The American people who will vote on such an amendment understand the basic financial rules that Washington has been breaking. In the real world, if a household brought in $44,000 annually but spent $74,000 by borrowing $30,000 each year to sustain its spending habits, such behavior would be considered reckless and irresponsible.
Nonetheless, the federal government is doing exactly that on an unimaginable scale, running historic deficits in excess of a trillion dollars for three consecutive years and borrowing 40 cents for every dollar spent. Our government has balanced its budget only five times in half a century.
The U.S. currently spends an astounding $200 billion per year just to pay interest on its debt, an annual amount projected to reach nearly $1 trillion by 2021. Money spent on debt-interest payments is money not invested in our economy, jobs, infrastructure or education.

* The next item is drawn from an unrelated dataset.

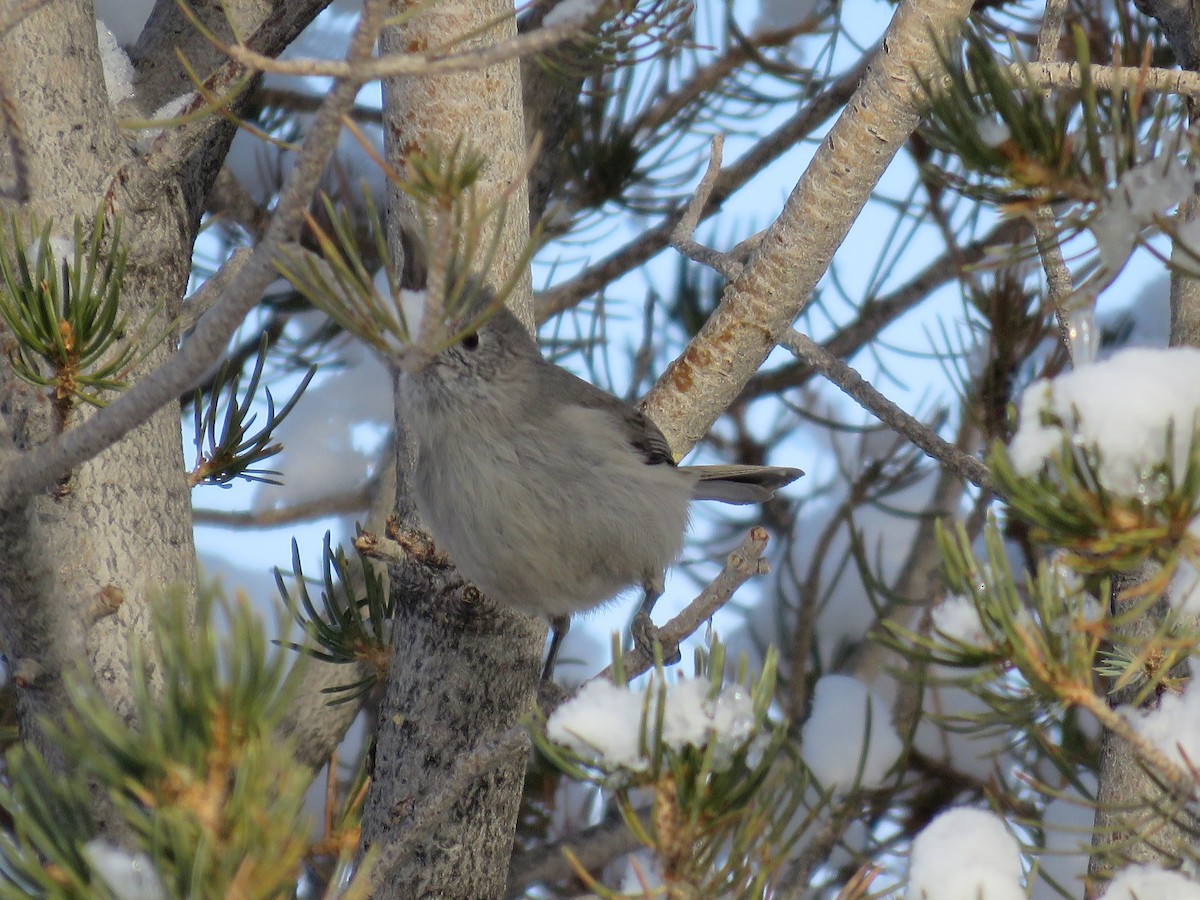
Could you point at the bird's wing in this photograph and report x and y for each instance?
(641, 432)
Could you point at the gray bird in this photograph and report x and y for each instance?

Economists Carmen Reinhart and Kenneth Rogoff have found that gross debt levels above 90 percent of GDP slow economic growth by 1 percent per year. First-quarter GDP growth this year was already abysmal at 1.9 percent. At that rate, China would surpass the U.S. economy in size even before 2016, the year recently forecast by the International Monetary Fund.

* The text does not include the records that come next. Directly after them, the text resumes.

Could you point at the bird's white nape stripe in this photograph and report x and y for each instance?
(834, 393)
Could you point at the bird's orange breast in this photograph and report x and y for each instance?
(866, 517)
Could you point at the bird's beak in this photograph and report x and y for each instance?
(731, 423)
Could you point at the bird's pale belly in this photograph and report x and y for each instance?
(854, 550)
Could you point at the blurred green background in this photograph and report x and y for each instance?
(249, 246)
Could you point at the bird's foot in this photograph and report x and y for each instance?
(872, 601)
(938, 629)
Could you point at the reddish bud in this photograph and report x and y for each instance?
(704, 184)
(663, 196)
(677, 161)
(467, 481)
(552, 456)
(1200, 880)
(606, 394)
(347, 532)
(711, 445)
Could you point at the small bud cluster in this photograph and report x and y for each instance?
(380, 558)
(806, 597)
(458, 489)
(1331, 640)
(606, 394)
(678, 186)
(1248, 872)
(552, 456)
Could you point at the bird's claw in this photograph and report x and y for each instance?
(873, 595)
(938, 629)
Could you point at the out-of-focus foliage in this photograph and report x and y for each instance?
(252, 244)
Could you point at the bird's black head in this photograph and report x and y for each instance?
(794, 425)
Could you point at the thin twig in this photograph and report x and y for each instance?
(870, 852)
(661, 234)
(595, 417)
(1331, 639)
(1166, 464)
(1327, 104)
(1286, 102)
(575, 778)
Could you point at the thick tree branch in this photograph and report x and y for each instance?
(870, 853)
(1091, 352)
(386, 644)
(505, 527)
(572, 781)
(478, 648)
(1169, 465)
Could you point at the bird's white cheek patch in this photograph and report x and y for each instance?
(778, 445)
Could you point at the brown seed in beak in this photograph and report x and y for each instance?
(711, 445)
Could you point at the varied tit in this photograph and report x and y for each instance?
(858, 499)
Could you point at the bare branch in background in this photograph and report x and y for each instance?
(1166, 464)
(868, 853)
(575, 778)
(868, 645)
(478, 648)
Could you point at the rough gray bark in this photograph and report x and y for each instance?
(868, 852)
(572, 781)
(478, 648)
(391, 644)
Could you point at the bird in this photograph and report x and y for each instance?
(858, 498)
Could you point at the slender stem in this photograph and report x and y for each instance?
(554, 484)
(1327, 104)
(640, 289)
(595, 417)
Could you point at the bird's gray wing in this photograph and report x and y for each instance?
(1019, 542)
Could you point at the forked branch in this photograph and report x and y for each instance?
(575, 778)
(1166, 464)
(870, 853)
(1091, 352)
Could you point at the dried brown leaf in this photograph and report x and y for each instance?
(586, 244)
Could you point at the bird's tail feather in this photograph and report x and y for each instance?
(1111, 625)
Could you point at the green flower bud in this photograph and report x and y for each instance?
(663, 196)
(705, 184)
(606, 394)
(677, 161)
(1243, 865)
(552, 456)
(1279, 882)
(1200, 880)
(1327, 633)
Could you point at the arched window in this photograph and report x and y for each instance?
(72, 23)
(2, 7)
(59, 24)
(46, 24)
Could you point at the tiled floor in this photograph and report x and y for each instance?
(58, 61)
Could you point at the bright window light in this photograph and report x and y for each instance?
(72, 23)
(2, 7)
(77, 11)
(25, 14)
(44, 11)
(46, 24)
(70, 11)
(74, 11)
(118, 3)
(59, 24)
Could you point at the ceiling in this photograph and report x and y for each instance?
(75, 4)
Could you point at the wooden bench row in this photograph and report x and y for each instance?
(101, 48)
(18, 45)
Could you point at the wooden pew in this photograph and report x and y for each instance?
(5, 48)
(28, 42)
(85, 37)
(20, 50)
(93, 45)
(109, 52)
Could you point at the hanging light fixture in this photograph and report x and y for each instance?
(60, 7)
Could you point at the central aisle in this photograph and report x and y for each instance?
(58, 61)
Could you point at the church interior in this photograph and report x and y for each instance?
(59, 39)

If Congress increases our national debt ceiling next month without permanent, structural budget reforms, we will signal to taxpayers and bond markets alike that Washington is still in denial. Whatever agreement is reached, everyone will know that future Congresses are not obligated to follow it. As a result, the only way to compel lawmakers to maintain their responsibility forever is a balanced budget amendment to the Constitution.
Why will this approach work where others have failed? For one single reason: As senators and representatives, we take an oath to uphold the Constitution. By amending the Constitution, Congress will be forever bound to match our nation’s expenditures with our revenues. Toothless resolutions and statutory speed bumps have proven easy to evade or ignore. Indeed, the reason many lawmakers don’t want a balanced budget amendment is the exact reason why we need it: It would permanently end the types of legislative trickery that have now brought our country to the fiscal brink.
The last time the Senate considered a balanced budget amendment was on March 4, 1997 — and it failed to pass by one vote. On that day 14 years ago, the nation’s outstanding debt was $5.36 trillion. Today it is $14.3 trillion, or nearly three times that amount.
In the Constitution, our forefathers established a brilliant blueprint that has withstood the test of time and become a beacon for others to follow. What the Founders did not anticipate was that a nation built upon the premise of individual freedom would become shackled by a government of chronic debtors.
A constitutional amendment to balance the budget is imperative if we are to provide continuity of fiscal responsibility, and ensure we never return to the recklessness of the past and present. It’s time Congress passed the amendment and gave the states — and “We the People” — their say.